AMD suffers from an "Intel like" bug

by on08 January 2018


It has fixed it though

AMD has fixed, but not yet released BIOS/UEFI/firmware updates for the general public for a security flaw affecting the AMD Secure Processor.

This component, formerly known as AMD PSP (Platform Security Processor), is a chip-on-chip security system, similar to Intel's much-hated Management Engine (ME). Just like Intel ME, the AMD Secure Processor is an integrated coprocessor that sits next to the real AMD64 x86 CPU cores and runs a separate operating system tasked with handling various security-related operations.
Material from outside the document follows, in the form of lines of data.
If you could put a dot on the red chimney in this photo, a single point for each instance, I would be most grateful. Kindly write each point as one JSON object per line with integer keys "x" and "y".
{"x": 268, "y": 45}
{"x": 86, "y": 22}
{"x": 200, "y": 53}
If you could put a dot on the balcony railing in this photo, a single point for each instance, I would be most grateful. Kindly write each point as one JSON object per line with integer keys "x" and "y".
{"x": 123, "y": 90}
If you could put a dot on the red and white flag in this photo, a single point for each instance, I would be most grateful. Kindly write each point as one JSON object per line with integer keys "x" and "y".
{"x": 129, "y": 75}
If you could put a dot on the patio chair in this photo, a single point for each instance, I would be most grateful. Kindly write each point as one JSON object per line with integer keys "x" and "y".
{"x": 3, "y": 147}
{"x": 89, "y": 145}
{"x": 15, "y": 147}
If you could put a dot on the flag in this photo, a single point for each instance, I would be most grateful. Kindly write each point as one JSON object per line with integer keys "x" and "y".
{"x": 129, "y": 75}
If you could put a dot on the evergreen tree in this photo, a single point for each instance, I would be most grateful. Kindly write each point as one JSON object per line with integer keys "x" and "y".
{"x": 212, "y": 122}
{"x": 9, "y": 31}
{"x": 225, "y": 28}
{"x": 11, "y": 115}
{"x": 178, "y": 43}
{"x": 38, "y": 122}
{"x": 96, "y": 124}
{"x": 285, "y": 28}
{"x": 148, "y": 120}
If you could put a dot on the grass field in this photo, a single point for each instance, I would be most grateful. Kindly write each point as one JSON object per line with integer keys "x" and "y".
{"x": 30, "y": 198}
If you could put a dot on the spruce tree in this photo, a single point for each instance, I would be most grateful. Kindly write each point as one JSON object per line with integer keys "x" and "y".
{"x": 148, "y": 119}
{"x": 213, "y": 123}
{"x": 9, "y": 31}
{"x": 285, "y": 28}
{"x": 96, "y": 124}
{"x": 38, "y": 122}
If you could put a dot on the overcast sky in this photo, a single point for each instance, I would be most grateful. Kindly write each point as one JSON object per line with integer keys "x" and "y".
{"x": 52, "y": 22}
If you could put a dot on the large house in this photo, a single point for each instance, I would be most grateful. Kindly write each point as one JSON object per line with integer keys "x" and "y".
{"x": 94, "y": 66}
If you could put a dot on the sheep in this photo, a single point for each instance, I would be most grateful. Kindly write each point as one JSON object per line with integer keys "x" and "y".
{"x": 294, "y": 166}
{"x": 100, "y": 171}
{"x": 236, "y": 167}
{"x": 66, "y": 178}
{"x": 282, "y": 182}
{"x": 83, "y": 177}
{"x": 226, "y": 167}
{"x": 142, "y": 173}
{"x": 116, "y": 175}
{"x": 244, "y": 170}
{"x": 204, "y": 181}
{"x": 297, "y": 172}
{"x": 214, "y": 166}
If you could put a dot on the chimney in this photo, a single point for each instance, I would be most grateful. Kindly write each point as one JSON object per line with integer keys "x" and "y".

The security bug is a buffer overflow that allows code execution inside the AMD SPS TPM, the component that stores critical system data such as passwords, certificates, and encryption keys, in a secure environment and outside of the more easily accessible AMD cores. Intel fixed a similar flaw last year in the Intel ME.

According to Bleeping Computer  Cfir Cohen, a security researcher with the Google Cloud Security Team, discovered a vulnerability in the Trusted Platform Module (TPM) of the AMD Secure Processor. The TPM is a component to store critical system data such as passwords, certificates, and encryption keys, in a secure environment and outside of the more easily accessible AMD cores.

Cohen said that some basic mitigation techniques such as "stack cookies, NX stack, ASLR" were not implemented in AMD's Secure Processor, making exploitation trivial.